Bebauung Melbbad - Verantwortungslosigkeit auf breiter Front bei CDU, SPD, FDP, Grünen und OB

Nach einer Akteneinsicht hat der BBB zum Sachstand bei der geplanten Bebauung des Melbbades eine Große Anfrage gestellt (DS 190020-4). Die Antwort des OB (DS 190020-6ST) bestätigt, was in den unvollständig vorgelegten Akten bereits zu lesen stand. CDU-OB Sridharan hat keinen blassen Schimmer, welche Folgen die geplante Bebauung für die Stadt insbesondere in finanzieller Hinsicht nach sich ziehen wird.

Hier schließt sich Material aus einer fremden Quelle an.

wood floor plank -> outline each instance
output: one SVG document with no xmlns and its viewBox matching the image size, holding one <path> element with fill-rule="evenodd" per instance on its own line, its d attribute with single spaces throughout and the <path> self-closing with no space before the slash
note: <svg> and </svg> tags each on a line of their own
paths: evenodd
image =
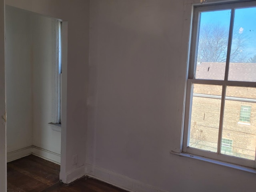
<svg viewBox="0 0 256 192">
<path fill-rule="evenodd" d="M 7 164 L 8 192 L 127 192 L 88 177 L 68 185 L 59 181 L 60 166 L 30 155 Z"/>
<path fill-rule="evenodd" d="M 9 184 L 29 192 L 38 192 L 48 186 L 46 184 L 10 167 L 7 169 L 7 186 L 10 188 Z"/>
</svg>

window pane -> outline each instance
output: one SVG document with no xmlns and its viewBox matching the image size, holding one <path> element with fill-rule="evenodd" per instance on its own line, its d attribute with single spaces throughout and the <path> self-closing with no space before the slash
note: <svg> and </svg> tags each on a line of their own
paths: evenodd
<svg viewBox="0 0 256 192">
<path fill-rule="evenodd" d="M 230 10 L 200 13 L 196 78 L 224 80 L 230 15 Z"/>
<path fill-rule="evenodd" d="M 256 115 L 256 88 L 227 87 L 222 137 L 232 140 L 232 145 L 228 150 L 222 139 L 222 153 L 254 160 Z"/>
<path fill-rule="evenodd" d="M 193 86 L 189 146 L 216 152 L 222 86 Z"/>
<path fill-rule="evenodd" d="M 235 10 L 228 80 L 256 81 L 256 7 Z"/>
</svg>

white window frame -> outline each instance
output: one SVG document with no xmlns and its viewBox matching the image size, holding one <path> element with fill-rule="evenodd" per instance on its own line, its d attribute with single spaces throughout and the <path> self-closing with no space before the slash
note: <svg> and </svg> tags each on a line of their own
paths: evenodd
<svg viewBox="0 0 256 192">
<path fill-rule="evenodd" d="M 245 159 L 226 155 L 224 154 L 221 154 L 220 153 L 222 136 L 222 131 L 224 117 L 224 104 L 226 87 L 228 86 L 234 86 L 256 87 L 256 83 L 255 82 L 228 80 L 228 76 L 229 65 L 229 54 L 228 54 L 227 56 L 227 62 L 226 63 L 226 71 L 224 80 L 196 79 L 194 76 L 194 74 L 195 74 L 196 66 L 195 57 L 196 55 L 196 48 L 197 47 L 196 42 L 197 38 L 198 38 L 197 30 L 198 28 L 198 15 L 200 12 L 206 10 L 221 10 L 226 9 L 231 9 L 232 11 L 230 26 L 230 29 L 228 46 L 228 52 L 230 53 L 232 41 L 232 35 L 233 31 L 234 9 L 238 7 L 246 8 L 247 7 L 255 6 L 256 6 L 256 1 L 250 1 L 246 2 L 229 2 L 227 3 L 218 3 L 216 4 L 206 5 L 204 6 L 203 5 L 194 6 L 193 14 L 192 28 L 190 38 L 191 42 L 190 45 L 190 57 L 189 57 L 190 61 L 189 63 L 190 66 L 188 79 L 187 79 L 186 90 L 185 102 L 184 121 L 182 146 L 182 153 L 192 154 L 192 155 L 189 155 L 191 156 L 193 156 L 193 155 L 195 155 L 199 157 L 204 157 L 206 158 L 212 159 L 213 160 L 220 161 L 221 162 L 226 162 L 232 164 L 242 165 L 254 168 L 256 168 L 256 159 L 254 160 Z M 190 52 L 189 51 L 189 52 Z M 217 153 L 204 151 L 189 147 L 188 137 L 189 137 L 190 135 L 190 130 L 189 130 L 188 128 L 190 127 L 189 124 L 190 122 L 190 117 L 191 116 L 191 110 L 192 108 L 192 98 L 191 90 L 193 84 L 220 85 L 222 86 L 220 117 L 220 126 Z"/>
</svg>

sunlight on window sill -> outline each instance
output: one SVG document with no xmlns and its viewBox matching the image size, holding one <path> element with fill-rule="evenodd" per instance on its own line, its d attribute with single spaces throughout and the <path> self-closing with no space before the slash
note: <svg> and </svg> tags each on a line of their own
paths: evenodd
<svg viewBox="0 0 256 192">
<path fill-rule="evenodd" d="M 254 173 L 256 174 L 256 169 L 253 168 L 250 168 L 249 167 L 246 167 L 240 165 L 236 165 L 235 164 L 233 164 L 232 163 L 227 163 L 223 161 L 221 161 L 215 159 L 210 159 L 209 158 L 207 158 L 204 157 L 202 157 L 201 156 L 195 155 L 192 154 L 190 154 L 189 153 L 177 153 L 174 152 L 170 152 L 171 154 L 174 154 L 174 155 L 178 155 L 182 157 L 188 157 L 190 158 L 192 158 L 194 159 L 197 159 L 198 160 L 200 160 L 209 163 L 213 163 L 217 165 L 222 165 L 222 166 L 225 166 L 226 167 L 230 167 L 233 169 L 237 169 L 241 171 L 246 171 L 249 173 Z"/>
</svg>

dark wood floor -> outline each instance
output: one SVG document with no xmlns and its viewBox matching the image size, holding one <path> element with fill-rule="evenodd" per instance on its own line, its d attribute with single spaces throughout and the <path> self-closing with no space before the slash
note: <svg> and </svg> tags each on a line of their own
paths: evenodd
<svg viewBox="0 0 256 192">
<path fill-rule="evenodd" d="M 59 181 L 60 166 L 33 155 L 7 164 L 8 192 L 126 192 L 84 177 L 69 184 Z"/>
</svg>

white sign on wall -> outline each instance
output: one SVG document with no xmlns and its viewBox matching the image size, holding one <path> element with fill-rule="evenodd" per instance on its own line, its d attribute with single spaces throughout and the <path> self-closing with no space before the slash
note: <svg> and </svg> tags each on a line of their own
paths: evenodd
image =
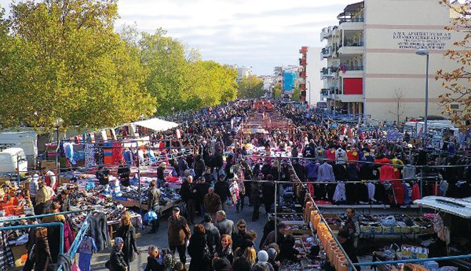
<svg viewBox="0 0 471 271">
<path fill-rule="evenodd" d="M 452 45 L 447 31 L 395 31 L 392 39 L 401 49 L 444 50 Z"/>
</svg>

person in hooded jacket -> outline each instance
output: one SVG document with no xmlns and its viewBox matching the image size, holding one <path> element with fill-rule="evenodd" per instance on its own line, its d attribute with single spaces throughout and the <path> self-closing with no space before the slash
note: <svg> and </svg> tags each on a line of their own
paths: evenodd
<svg viewBox="0 0 471 271">
<path fill-rule="evenodd" d="M 205 247 L 207 246 L 204 226 L 202 224 L 198 224 L 193 229 L 188 247 L 188 255 L 191 257 L 190 270 L 208 270 L 209 259 L 207 257 L 208 255 L 205 255 Z"/>
<path fill-rule="evenodd" d="M 126 213 L 121 218 L 121 223 L 116 231 L 116 237 L 120 237 L 123 239 L 123 254 L 124 262 L 126 265 L 129 265 L 136 259 L 135 254 L 140 255 L 141 252 L 137 249 L 136 245 L 136 240 L 134 240 L 134 235 L 136 230 L 133 223 L 131 222 L 131 215 Z"/>
<path fill-rule="evenodd" d="M 123 238 L 120 237 L 114 238 L 114 245 L 111 248 L 110 255 L 110 270 L 128 271 L 128 264 L 124 260 L 124 254 L 122 251 L 123 246 Z"/>
</svg>

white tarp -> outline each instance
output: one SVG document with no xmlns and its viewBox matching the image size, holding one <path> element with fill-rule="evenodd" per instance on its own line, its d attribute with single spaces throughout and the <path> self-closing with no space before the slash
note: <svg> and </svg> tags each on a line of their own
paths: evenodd
<svg viewBox="0 0 471 271">
<path fill-rule="evenodd" d="M 146 121 L 136 121 L 132 124 L 146 127 L 156 131 L 167 131 L 173 128 L 176 128 L 178 126 L 178 123 L 171 121 L 163 121 L 157 118 L 150 118 Z"/>
<path fill-rule="evenodd" d="M 430 195 L 420 200 L 414 200 L 414 204 L 436 209 L 462 218 L 471 218 L 471 201 L 470 201 L 469 198 L 454 198 Z"/>
</svg>

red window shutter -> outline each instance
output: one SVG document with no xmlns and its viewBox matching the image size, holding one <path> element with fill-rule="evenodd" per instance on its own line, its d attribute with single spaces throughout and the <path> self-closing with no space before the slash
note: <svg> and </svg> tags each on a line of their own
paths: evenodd
<svg viewBox="0 0 471 271">
<path fill-rule="evenodd" d="M 343 94 L 363 94 L 363 78 L 343 78 Z"/>
</svg>

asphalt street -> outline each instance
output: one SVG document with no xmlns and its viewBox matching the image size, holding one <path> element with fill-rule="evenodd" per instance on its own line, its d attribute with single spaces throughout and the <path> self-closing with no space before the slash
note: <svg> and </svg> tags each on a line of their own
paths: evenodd
<svg viewBox="0 0 471 271">
<path fill-rule="evenodd" d="M 245 198 L 245 201 L 248 201 L 247 198 Z M 239 219 L 244 219 L 247 223 L 248 228 L 247 230 L 253 230 L 257 232 L 258 237 L 255 240 L 255 247 L 258 248 L 258 245 L 260 242 L 260 239 L 262 237 L 263 234 L 263 226 L 267 222 L 268 218 L 265 213 L 265 209 L 262 205 L 260 208 L 260 219 L 257 222 L 252 222 L 252 207 L 245 206 L 243 211 L 240 211 L 239 213 L 236 213 L 236 207 L 232 208 L 228 206 L 226 208 L 226 213 L 228 218 L 234 221 L 236 223 Z M 149 245 L 156 245 L 158 248 L 168 248 L 168 242 L 167 237 L 167 219 L 168 218 L 168 213 L 162 218 L 161 218 L 160 222 L 160 228 L 157 233 L 149 234 L 148 233 L 150 230 L 150 227 L 144 227 L 143 231 L 139 228 L 138 232 L 141 234 L 141 237 L 136 240 L 136 243 L 138 245 L 138 249 L 141 252 L 140 255 L 136 255 L 136 260 L 131 263 L 130 270 L 143 270 L 146 267 L 146 264 L 147 263 L 147 248 Z M 198 216 L 196 221 L 201 221 L 203 219 L 201 217 Z M 190 227 L 191 231 L 193 232 L 193 227 Z M 178 253 L 176 252 L 175 256 L 178 257 Z M 92 257 L 91 262 L 91 270 L 107 270 L 105 267 L 105 262 L 109 260 L 110 252 L 108 250 L 105 250 L 99 253 L 96 253 Z M 76 256 L 77 260 L 78 256 Z M 187 255 L 187 265 L 190 263 L 190 257 Z M 188 266 L 187 266 L 188 267 Z"/>
</svg>

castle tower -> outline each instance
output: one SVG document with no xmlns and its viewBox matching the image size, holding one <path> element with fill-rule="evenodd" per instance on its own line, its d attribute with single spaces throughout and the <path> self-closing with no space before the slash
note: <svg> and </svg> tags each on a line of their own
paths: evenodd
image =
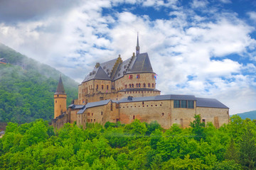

Dazu BBB-Stadtverordneter Johannes Schott: „Wir begrüßen das Bürgerbegehren der Melbbad-Initiative. Es wird deutlich, dass sowohl Herr Oberbürgermeister Sridharan als auch die Stadtratsmehrheit aus CDU, SPD, FDP und Grünen verantwortungslos agieren. So werden ganz offensichtlich die Risiken des Projekts ignoriert und berechtigte Sorgen und Kritikpunkte beiseitegeschoben. Zudem wurde den Bürgerinnen und Bürgern auf der Informationsveranstaltung wider besseren Wissens die Unwahrheit gesagt: So fehlen im Haushaltsplan bei der eigentlichen Pauschale Bäderkonzept zuzüglich der allgemeinen Mittel für Baumaßnahmen insgesamt rund 1,7 Mio. Euro, um alleine die beschlossene Sanierung des Hardtbergbades umzusetzen. Dies bedeutet, dass hierfür entweder die für das Rüngsdorfer Bad (knapp 1,7 Mio, Euro) oder das Melbbad (ca. 4,1 Mio. Euro) vorgesehenen Mittel herhalten müssen. Es stehen also aktuell entgegen der städtischen Behauptung keine 5 Mio. € für das Melbbad zur Verfügung. Eine Anfrage des BBB an die Stadtkämmerei, in welcher Höhe zurzeit tatsächlich Mittel für die einzelnen Bäder zur Verfügung stehen, blieb bislang unbeantwortet.“

Dass es Unstimmigkeiten beim Klimagutachten gibt, bestätigt der OB genauso wie den Umstand, dass im Bereich der nördlich vorgesehenen baulichen Erweiterung durch die Vebowag frühere Untersuchungen punktuell erhöhte Gehalte an Schwermetallen, Bor, Sulfat, Magnesium und PAK aufweisen.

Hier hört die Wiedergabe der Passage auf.